Mahkamah Pidana Internasional merupakan mahkamah yang independen dan bukan
merupakan badan dari PBB karena dibentuk berdasarkan perjanjian multilateral,
meskipun dalam beberapa kondisi tertentu ada relasi peran antara Mahkamah
dengan PBB (Pasal 2 Statuta Roma[5]).
Pengertian Pengadilan pidana internasional Pengadilan pidana internasional
atau dalam bahasa Inggris di sebut internasional criminal court (ICC)

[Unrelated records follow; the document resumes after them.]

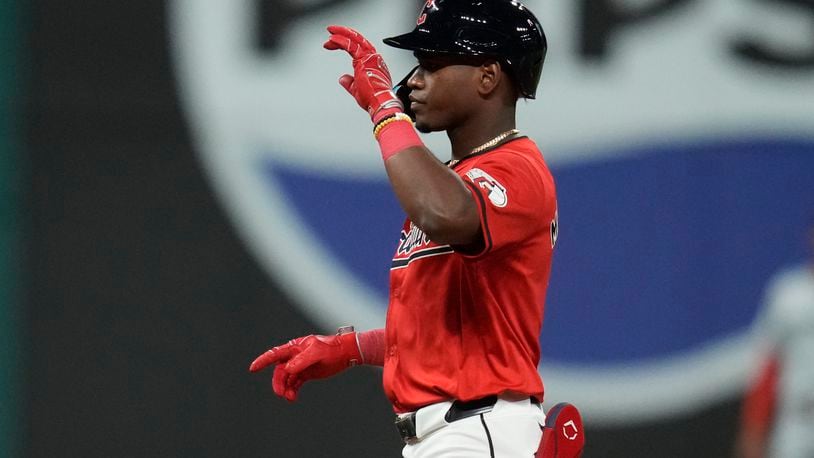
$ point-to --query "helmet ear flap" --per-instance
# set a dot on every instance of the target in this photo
(403, 91)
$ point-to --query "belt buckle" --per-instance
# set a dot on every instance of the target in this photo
(406, 426)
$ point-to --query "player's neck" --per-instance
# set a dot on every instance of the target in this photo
(473, 135)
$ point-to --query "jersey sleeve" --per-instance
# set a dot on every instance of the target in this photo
(510, 193)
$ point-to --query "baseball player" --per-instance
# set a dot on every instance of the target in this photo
(469, 275)
(778, 410)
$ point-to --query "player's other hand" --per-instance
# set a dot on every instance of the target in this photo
(307, 358)
(370, 84)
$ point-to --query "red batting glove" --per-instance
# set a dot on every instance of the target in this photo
(371, 84)
(308, 358)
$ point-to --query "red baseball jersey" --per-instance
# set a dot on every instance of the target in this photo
(466, 325)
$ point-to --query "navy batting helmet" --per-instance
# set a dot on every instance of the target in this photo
(501, 29)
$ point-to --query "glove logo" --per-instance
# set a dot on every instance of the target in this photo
(569, 430)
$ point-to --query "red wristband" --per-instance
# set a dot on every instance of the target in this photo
(396, 137)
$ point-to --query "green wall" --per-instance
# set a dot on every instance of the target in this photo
(9, 235)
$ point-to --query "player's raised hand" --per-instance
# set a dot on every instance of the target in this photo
(308, 358)
(370, 84)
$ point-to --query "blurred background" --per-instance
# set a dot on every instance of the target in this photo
(184, 185)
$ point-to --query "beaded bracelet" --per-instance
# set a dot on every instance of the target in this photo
(388, 120)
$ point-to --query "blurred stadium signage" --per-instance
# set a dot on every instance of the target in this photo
(681, 134)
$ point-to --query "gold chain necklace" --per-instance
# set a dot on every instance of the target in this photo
(488, 144)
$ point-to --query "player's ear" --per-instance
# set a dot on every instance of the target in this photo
(490, 75)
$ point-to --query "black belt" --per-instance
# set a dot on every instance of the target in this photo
(458, 411)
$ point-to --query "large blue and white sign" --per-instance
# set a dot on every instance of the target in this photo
(680, 133)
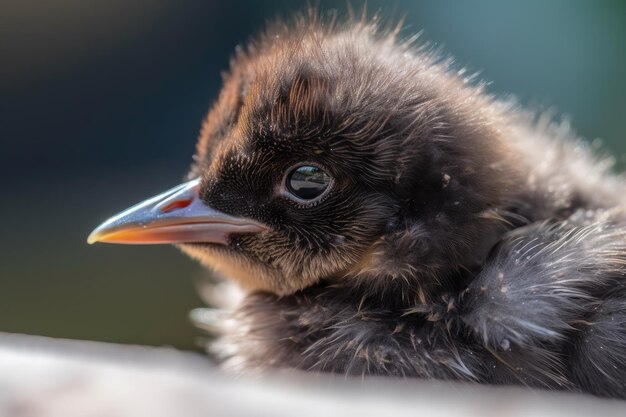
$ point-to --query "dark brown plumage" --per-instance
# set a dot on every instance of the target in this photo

merupakan lembaga hukum independen dan permanen yang dibentuk oleh masyarakat
negara-negara internasional untuk menjatuhkan hukuman kepada setiap bentuk
kejahatan menurut hukum internasional diantaranya genosida, kejahatan terhadap
kemanusiaan dan kejahatan perang dan kejahatan agresi.[6]
Pidana Internasional
bagian dari Perserikatan Bangsa-Bangsa
Pendapat Romli Atmasasmita, yang dimaksud dengan mahkamah internsional
dalam konteks hukum pidana internasional adalah suatu peradilan tetap yang
dibentuk oleh PBB, dan merupakan salah satu instrumen PBB untuk menuntut dan
mengadili para pelaku tindak pidana internasional.[7] Artinya
peradilan pidana internasional bagian dari perserikatan bangsa-bangsa, akan
tetapi pradilan mempunyai sifat idependen.
Hubungan Perserikatan
Bangsa-Bangsa dengan Pengadilan Pidana Internasional
Sesuai dengan pendapat diatas saya perbendapat, hubungan PBB dengan
pengadilan pidana internasional, adalah suatu struktur yang berada dalam satu
sistem yaitu PBB sedangkan peradilan pidana internasional adalah berada dibawah
PBB (Dewan keamanan PBB).
Kedudukan Pengadilan
Pidana Internasional
Sesuai dengan statuta roma pasal 2 ayat (3), “Pengadilan dapat
berlokasi di mana saja, sepanjang diinginkan, sebagaimana ditentukan dalam
Statuta ini” artinya dalam penegakan hukum pidana internasional setiap subjek
hukum yang melakukan kejahatan internasional dalam kondisi tertentu dapat
diadili ditempat kejadian atau yudiksinya. Contoh; kejahatan perang.
Konsekuensi hukum ketika
Pengadilan Pidana Internasional diakui sebagai personalitas hukum
internasional.
Ketika kita berbicara konsekuensi hukum dalam hukum pidana adalah sanksi
pidana. Dalam hukum pidana internasional negara dalam hukum pidana
internasional ini, pada dasarnya merupakan bentuk dari pertangungjawaban
entitas atau lebih tepatnya adalah badan hukum.[8] Dalam hukum
pidana pidana internasional mengakui personalitas dalam pertanggung jawab
pidana, akan mempertanggung jawabkan pidana dalam bentuk sanksi. Dan perbuataan
negara ada apabila adanya ikatan atau rantai yang jelas antara negara dengan
subjek hukum yang secara aktual melakukan perbuataan negara sebagai subjek
hukum internasional. Subjek hukum yang melakukan tindakan aktual atas nama
negara adalah orang-perorangan (naturlijk persoon) yang bertindak dalam
kapasitasnya sebagai petugas atau wakil negara. Sebenarnya ini adalah bentuk
pembebanan pertangungjawab negara, atas tindakan yang dilakukan oleh pejabat
negara yang bertindak atas nama negara.[9]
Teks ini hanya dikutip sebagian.